Validate numeric ranges

import { validate, min, max } from 'sanitizer-ts';

const result = validate(150, {
	number: { validators: [min(0), max(100)] },
});

console.log(result);
// { valid: false, errors: { value: ['max is 100'] } }

Sanitize object values by type

import {
    collapseWhitespace,
    createSanitizer,
    normalizeKeys,
    round,
    stripNulls,
    trim
} from 'sanitizer-ts';

const sanitizer = createSanitizer({
	string: { transformers: [trim, collapseWhitespace] },
	number: { transformers: [round(2)] },
	object: { transformers: [normalizeKeys('camel'), stripNulls] },
});

const input = {
	name: '  Alice   ',
	score: 42.9876,
	profile: { 'phone-number': null, role_name: 'admin' },
};

console.log(sanitizer.sanitize(input));
// {
//   name: 'Alice',
//   score: 42.99,
//   profile: { roleName: 'admin' }
// }

Coerce string flags with toBoolean

import { sanitize, toBoolean } from 'sanitizer-ts';

console.log(
	sanitize('yes', {
		string: { transformers: [toBoolean] },
	}),
);
// true

Behavior Notes And Limitations

  • Schemas are type-driven, not field-driven.
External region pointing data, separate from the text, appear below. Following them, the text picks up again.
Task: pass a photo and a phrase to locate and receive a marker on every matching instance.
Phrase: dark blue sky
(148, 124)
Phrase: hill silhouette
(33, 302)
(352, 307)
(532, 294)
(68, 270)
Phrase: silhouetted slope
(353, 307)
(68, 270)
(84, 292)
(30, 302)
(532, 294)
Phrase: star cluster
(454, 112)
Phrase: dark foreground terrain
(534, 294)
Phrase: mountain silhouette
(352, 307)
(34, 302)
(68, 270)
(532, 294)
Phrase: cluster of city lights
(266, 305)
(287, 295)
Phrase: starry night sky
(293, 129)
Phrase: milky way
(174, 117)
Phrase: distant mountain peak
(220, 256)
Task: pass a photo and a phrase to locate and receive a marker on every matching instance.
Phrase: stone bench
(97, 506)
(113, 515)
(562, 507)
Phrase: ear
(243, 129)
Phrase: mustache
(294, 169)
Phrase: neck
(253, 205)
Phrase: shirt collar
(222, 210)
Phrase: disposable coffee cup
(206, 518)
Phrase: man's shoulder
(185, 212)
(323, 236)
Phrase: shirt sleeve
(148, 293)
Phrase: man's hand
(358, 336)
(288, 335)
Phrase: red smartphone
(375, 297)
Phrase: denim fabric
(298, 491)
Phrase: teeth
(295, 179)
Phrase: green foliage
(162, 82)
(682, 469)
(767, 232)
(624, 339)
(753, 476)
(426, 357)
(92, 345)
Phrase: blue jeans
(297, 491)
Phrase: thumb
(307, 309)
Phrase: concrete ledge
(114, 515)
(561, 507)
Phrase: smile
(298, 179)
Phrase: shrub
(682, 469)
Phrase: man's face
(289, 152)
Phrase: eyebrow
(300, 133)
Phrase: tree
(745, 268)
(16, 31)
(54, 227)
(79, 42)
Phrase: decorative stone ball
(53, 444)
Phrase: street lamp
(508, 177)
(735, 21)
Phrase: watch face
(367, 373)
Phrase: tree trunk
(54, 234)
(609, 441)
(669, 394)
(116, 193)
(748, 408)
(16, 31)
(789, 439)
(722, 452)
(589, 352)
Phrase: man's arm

You cannot assign separate rules to email and name if both are strings without creating custom higher-level logic around the library.
  • Type matching happens before transformation. For example, a string value inside an object will use the string rules even if your end goal is to convert it into a boolean or number.
  • Arrays are not treated as valid input types by the current implementation.
  • null and undefined are rejected for both sanitization and validation.
  • Nested objects are handled as object values. Their inner properties are not recursively sanitized unless you apply another sanitizer yourself.